Within the Solomons, the agreement has raised concerns that Chinese forces could be used by authorities to squash dissent and protest. A cartoon widely shared in Solomon Islands on social media shows protesters being hemmed in by an armed Xi Jinping in military garb, while Sogavare stands behind Xi, saying: “He’s protecting you from you.”
Mahuta tacitly acknowledged those concerns, saying New Zealand’s previous assistance during periods of unrest had been designed to assist the population broadly, rather than to benefit political elites.
“New Zealand … when we respond to issues of unrest, like in the Solomons, our response is for all people in the Solomons, not just some people. So, again, it was a curious set of arrangements from our perspective,” she said.
Even as the security deal continues to generate headlines, however, Mahuta said the greatest threats to the Pacific and its security were climate change and the economic impact of Covid. Last week the Pacific Elders’ Voice group, which includes former leaders of the Marshall Islands, Palau, Kiribati and Tuvalu, released a statement saying it was climate change, not military bases that needed the most urgent attention.

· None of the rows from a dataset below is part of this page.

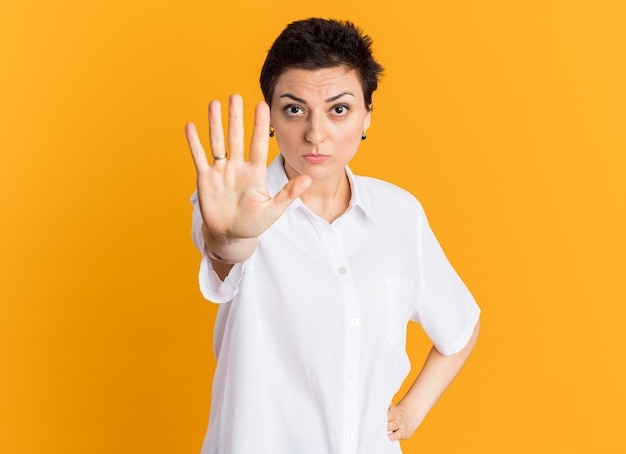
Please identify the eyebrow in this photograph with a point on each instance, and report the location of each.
(331, 99)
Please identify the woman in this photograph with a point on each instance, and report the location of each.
(317, 270)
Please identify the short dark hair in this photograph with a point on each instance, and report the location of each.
(321, 43)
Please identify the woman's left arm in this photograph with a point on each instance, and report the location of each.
(436, 375)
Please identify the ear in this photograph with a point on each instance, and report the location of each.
(367, 121)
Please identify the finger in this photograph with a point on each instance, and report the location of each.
(235, 127)
(260, 136)
(291, 191)
(216, 131)
(197, 151)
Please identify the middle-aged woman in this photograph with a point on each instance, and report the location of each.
(317, 271)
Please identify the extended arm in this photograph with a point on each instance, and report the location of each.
(436, 375)
(232, 193)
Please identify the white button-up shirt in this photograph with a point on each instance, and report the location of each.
(310, 335)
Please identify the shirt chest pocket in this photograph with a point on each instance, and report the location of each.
(399, 293)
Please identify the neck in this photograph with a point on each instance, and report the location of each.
(328, 198)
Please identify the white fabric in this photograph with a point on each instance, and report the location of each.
(310, 336)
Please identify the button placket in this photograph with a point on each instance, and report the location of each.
(352, 317)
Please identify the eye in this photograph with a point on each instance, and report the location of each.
(293, 110)
(340, 110)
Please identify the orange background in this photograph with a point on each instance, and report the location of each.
(506, 119)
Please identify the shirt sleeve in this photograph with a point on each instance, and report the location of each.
(211, 286)
(446, 309)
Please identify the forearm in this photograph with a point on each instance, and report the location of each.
(436, 375)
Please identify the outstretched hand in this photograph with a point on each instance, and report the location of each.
(233, 197)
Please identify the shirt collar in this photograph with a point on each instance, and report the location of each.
(360, 200)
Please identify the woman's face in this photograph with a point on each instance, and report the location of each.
(319, 117)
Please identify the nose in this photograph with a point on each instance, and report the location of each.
(315, 133)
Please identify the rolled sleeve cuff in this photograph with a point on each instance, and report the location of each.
(213, 288)
(463, 339)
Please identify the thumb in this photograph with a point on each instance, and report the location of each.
(290, 192)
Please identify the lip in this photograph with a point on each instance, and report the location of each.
(316, 158)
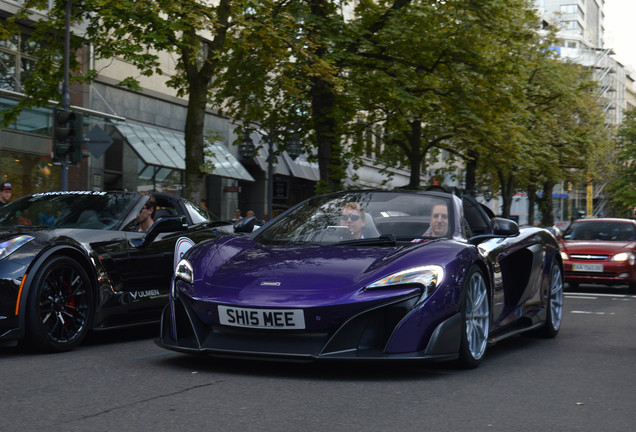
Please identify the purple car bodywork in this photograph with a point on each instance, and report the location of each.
(250, 297)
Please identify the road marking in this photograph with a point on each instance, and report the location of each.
(592, 313)
(152, 355)
(600, 295)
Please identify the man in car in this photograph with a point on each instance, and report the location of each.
(439, 221)
(146, 214)
(5, 193)
(353, 217)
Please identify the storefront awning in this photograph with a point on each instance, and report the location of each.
(166, 148)
(302, 168)
(285, 165)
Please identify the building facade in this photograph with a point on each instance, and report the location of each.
(145, 146)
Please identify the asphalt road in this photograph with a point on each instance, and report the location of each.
(584, 380)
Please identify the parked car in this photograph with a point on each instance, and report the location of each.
(73, 261)
(600, 251)
(314, 284)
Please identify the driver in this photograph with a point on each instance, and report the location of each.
(146, 214)
(354, 218)
(439, 221)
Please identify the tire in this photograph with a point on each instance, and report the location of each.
(554, 306)
(60, 306)
(475, 310)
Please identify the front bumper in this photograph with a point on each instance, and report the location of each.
(367, 335)
(614, 273)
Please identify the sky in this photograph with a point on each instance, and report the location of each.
(620, 30)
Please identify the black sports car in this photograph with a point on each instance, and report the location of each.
(74, 261)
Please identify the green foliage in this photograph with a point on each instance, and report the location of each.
(474, 78)
(622, 188)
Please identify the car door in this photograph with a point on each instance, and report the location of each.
(149, 267)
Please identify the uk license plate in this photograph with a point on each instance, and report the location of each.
(587, 267)
(285, 319)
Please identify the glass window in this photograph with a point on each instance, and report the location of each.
(198, 214)
(29, 173)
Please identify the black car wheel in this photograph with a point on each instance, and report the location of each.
(554, 306)
(475, 319)
(60, 306)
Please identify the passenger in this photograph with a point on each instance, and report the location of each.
(23, 217)
(237, 215)
(146, 214)
(5, 193)
(353, 217)
(439, 221)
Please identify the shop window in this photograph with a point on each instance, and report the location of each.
(29, 173)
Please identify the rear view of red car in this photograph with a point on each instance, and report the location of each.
(600, 251)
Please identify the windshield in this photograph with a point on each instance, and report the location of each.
(361, 216)
(601, 230)
(93, 210)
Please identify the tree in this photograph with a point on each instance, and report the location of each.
(622, 188)
(195, 32)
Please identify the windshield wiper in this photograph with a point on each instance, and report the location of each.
(387, 239)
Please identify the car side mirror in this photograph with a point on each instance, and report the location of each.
(505, 227)
(163, 225)
(245, 225)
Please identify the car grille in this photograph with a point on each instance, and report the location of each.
(589, 257)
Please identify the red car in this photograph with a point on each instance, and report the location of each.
(600, 251)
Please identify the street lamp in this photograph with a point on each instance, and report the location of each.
(247, 150)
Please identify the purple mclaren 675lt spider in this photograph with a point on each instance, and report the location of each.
(428, 275)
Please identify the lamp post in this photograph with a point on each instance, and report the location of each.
(247, 150)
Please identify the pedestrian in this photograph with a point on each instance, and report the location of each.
(5, 193)
(237, 215)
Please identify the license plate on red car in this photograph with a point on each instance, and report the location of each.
(587, 267)
(286, 319)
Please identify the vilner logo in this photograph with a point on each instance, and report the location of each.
(136, 295)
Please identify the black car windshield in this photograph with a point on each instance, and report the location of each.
(601, 230)
(347, 217)
(91, 209)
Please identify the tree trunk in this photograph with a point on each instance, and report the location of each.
(532, 198)
(471, 170)
(194, 132)
(507, 193)
(415, 157)
(545, 204)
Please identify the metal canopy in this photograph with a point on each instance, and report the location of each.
(166, 148)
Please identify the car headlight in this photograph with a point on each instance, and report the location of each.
(429, 277)
(625, 256)
(184, 271)
(10, 246)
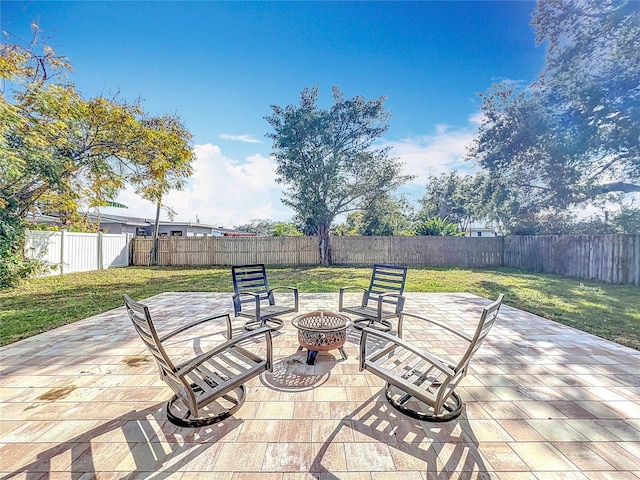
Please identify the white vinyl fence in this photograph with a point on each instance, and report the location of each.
(67, 252)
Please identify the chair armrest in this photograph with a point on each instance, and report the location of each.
(294, 290)
(343, 289)
(434, 360)
(198, 322)
(383, 296)
(187, 367)
(436, 323)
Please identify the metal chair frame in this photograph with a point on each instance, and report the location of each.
(420, 384)
(209, 387)
(385, 290)
(254, 299)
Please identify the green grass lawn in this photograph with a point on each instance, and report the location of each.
(609, 311)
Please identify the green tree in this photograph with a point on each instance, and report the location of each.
(436, 226)
(326, 159)
(286, 229)
(455, 197)
(61, 152)
(386, 215)
(570, 138)
(258, 226)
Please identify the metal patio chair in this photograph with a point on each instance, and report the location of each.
(208, 387)
(379, 303)
(420, 384)
(254, 299)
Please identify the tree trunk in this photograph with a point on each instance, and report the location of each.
(324, 245)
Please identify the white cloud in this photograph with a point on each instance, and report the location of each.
(227, 192)
(436, 153)
(222, 191)
(239, 138)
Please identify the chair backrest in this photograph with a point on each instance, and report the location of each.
(141, 319)
(386, 279)
(487, 319)
(250, 278)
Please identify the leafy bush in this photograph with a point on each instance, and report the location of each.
(437, 226)
(14, 266)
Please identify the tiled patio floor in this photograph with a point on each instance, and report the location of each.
(543, 401)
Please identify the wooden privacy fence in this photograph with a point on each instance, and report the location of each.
(611, 258)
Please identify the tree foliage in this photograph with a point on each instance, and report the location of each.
(436, 226)
(327, 161)
(455, 197)
(60, 152)
(572, 137)
(286, 229)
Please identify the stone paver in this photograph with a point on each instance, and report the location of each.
(542, 401)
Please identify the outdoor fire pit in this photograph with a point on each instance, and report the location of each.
(321, 331)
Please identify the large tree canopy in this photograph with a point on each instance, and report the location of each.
(60, 152)
(573, 136)
(327, 161)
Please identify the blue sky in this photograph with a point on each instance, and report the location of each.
(220, 65)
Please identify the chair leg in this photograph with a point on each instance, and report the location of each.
(272, 323)
(382, 325)
(400, 399)
(179, 414)
(343, 353)
(311, 357)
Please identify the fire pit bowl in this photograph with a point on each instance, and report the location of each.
(321, 331)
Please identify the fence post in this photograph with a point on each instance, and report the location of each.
(62, 252)
(100, 252)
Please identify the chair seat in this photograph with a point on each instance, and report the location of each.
(267, 311)
(370, 313)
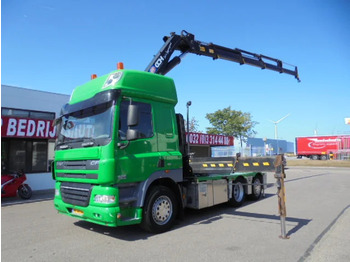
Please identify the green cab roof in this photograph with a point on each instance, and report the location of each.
(132, 83)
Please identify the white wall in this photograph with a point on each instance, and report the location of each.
(23, 98)
(29, 99)
(40, 181)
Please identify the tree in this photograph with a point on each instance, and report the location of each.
(231, 123)
(194, 126)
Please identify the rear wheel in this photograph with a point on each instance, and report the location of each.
(160, 210)
(238, 193)
(257, 188)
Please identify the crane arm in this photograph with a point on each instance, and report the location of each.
(186, 43)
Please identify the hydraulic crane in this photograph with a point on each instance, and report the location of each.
(186, 43)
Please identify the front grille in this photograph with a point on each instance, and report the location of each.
(78, 165)
(77, 175)
(76, 193)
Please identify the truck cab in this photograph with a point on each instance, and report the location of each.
(116, 136)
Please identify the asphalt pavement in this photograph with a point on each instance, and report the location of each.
(318, 224)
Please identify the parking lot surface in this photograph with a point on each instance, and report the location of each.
(318, 224)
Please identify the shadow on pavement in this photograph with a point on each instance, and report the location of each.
(38, 196)
(191, 217)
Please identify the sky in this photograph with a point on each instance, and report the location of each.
(55, 46)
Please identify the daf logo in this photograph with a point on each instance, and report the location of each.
(94, 162)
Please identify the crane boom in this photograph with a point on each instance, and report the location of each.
(186, 43)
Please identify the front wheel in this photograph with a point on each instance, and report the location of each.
(238, 193)
(159, 210)
(25, 192)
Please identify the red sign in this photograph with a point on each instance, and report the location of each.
(206, 139)
(27, 128)
(317, 144)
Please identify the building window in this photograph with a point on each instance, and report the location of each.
(26, 154)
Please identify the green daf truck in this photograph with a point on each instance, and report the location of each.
(121, 155)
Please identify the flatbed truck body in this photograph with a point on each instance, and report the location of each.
(121, 155)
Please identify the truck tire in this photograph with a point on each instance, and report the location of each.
(238, 193)
(159, 210)
(257, 188)
(25, 192)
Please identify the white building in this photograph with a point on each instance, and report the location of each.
(27, 132)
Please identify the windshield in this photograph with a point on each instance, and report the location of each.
(91, 126)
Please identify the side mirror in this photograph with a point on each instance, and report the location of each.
(132, 134)
(133, 115)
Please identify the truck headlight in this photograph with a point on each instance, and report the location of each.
(104, 199)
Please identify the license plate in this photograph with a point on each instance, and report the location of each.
(77, 212)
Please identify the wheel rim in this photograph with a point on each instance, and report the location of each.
(162, 210)
(257, 187)
(238, 192)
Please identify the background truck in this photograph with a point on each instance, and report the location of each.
(323, 147)
(121, 155)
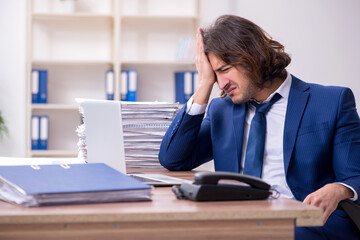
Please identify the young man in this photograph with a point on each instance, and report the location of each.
(303, 139)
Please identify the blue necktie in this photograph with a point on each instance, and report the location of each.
(256, 141)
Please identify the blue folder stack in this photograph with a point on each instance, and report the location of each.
(39, 185)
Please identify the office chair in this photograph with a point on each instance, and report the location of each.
(352, 210)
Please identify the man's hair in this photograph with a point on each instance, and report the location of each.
(240, 42)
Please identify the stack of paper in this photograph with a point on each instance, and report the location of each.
(144, 126)
(39, 185)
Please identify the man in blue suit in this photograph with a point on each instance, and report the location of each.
(310, 150)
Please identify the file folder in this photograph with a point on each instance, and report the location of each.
(43, 93)
(132, 85)
(183, 86)
(124, 85)
(35, 130)
(35, 78)
(44, 132)
(196, 81)
(39, 185)
(109, 84)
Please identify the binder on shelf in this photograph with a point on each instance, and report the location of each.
(35, 78)
(41, 185)
(43, 91)
(196, 81)
(44, 132)
(132, 85)
(109, 84)
(35, 131)
(183, 86)
(124, 85)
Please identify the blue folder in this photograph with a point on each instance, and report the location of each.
(68, 184)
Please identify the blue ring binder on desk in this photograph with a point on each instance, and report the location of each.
(33, 185)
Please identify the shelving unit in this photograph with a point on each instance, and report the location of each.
(77, 47)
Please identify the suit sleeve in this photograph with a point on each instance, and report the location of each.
(187, 142)
(346, 151)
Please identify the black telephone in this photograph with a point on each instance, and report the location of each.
(206, 187)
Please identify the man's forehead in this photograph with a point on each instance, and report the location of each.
(216, 63)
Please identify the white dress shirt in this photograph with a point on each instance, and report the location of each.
(273, 171)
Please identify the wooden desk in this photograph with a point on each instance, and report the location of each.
(163, 218)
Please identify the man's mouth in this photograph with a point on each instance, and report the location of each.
(230, 91)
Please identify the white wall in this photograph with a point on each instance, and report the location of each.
(322, 36)
(12, 75)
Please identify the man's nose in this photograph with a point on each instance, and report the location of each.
(222, 82)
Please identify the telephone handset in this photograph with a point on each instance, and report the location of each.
(207, 186)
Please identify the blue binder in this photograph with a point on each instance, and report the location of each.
(69, 184)
(44, 132)
(132, 85)
(43, 91)
(35, 132)
(183, 86)
(109, 84)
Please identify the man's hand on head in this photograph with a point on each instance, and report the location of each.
(206, 73)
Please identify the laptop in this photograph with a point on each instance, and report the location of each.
(104, 139)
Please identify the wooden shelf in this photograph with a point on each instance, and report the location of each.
(50, 62)
(159, 17)
(160, 63)
(50, 106)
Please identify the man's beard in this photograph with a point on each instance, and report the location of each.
(248, 93)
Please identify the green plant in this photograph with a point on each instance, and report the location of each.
(3, 129)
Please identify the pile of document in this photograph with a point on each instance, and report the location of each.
(144, 126)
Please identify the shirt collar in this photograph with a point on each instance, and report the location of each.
(283, 90)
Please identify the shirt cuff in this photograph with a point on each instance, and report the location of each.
(194, 108)
(355, 198)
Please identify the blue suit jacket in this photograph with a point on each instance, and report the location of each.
(321, 138)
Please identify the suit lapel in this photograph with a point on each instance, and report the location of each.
(298, 98)
(239, 112)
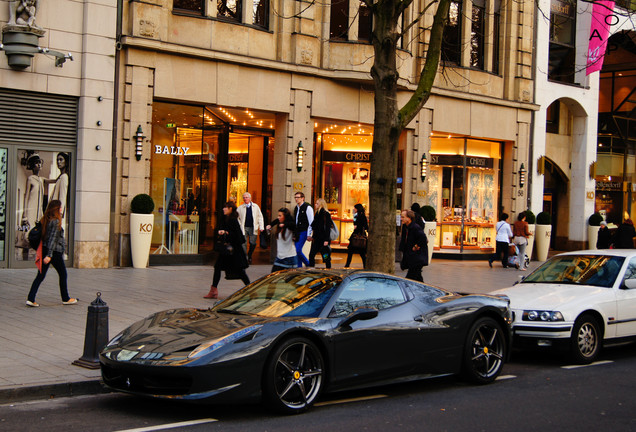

“The big conversation for the Pacific is not necessarily a security conversation, but an economic conversation because the level of economic vulnerability of the Pacific has only been compounded by Covid and will continue to be compounded by climate change,” Mahuta said.
“It’s not just security issues that create instability. It’s actually economic fragility. That is a challenge for the Pacific that needs to be discussed.”